Теперь Авдей Каллистратов оставался инкогнито и мог высказать Сидору Куляшу все, что думает. Через месяц возобновленного под чужим именем знакомства он его уже ненавидел, но, странным образом, каждый раз пытаясь его ужалить, невольно ему подыгрывал. Как тогда, после эфира.
«Зачем я пишу? – спрашивал в группе Иннокентий Скородум. – Выразить, что я чувствую, невозможно. У искусства свои законы, и дело не в моем таланте. Тогда зачем?»
«У каждого свой долг перед обществом, – отвечал Сидор Куляш. – А люди культуры обязаны нести правду».
«Какую еще правду! – садился на своего конька Иннокентий Скородум. – У каждого она своя! Чем больше о чем-то шумят, тем это делается правдивее! А культура? Это всего лишь архив. Как в него попадают? Кто? Если жизнь – дурная канцелярия, то почему мы доверяем ее архиву? Почему относимся к нему с таким трепетом? Или застывшее время имеет для нас неотразимое обаяние? Музей как напоминание о вечности?
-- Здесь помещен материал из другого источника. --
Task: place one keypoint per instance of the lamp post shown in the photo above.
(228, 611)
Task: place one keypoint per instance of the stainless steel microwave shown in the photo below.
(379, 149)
Ее рукотворный, искусственный переулок?»
«История – это застывшая политика, – соглашался Сидор Куляш. – А культура лишь часть истории. Но это и есть правда! Общая для всех правда, без местоимения, и другой правды на свете нет!»
Складывалось впечатление, что они были единомышленниками. Но отношения двоих для третьего всегда загадка, впрочем, как и для каждого из них.
«Один человек на свете, никто его не поймет», – убеждался Авдей Каллистратов, глядя на Сидора Куляша и узнавая в нем себя прежнего, когда писал про умерших знаменитостей, о которых ровным счетом ничего не знал, про дерзких шпионов, которые существовали лишь в его воображении, как и выползшие из-под пера инопланетяне. «А чем было удивить? – оправдывался он. – Как заставить читать свои книги? Что я знаю такого, чего не знают другие?» Наблюдая за Сидором Куляшом, он думал, что тот прав – успех требует идти в ногу со временем, вынуждая не выходить из круга телевизионных ассоциаций. «Необходимо принимать все как есть, придерживаясь того же, что и все, – заключал он. – То есть надо быть Сидором Куляшом».
«Взять литературу, – написал он в группу, – в ней славят уже состоявшихся, уже известных, как и газеты, пишут лишь о президентах. А кто такие эти президенты? Откуда взялись? Чем отличаются от простых смертных?»
«Тем, что они президенты», – не заставил ждать с ответом Сидор Куляш.
«Мир несправедлив, – вклинился Олег Держикрач. – Но что это такое? Он не отвечает нашим запросам? Нашим представлениям о добре? И почему он должен быть иным?»
Это понравилось Модэсту Одинарову и Ульяне Гроховец, отметившимся целой гирляндой смайликов.
Вещая с интернетовской кафедры, Сидор Куляш часто рассуждал о силе слов, сравнивал ее с мощью невербального внушения, которому отдавал предпочтение:
«Не странно ли, что из одних и тех же слов можно составить два противоречащих друг другу утверждения? Не странно ли, что наряду с аргументами язык допускает и контраргументы? Не значит ли это, что существует лишь точка зрения? Наш взгляд, который заменяет нам правду?»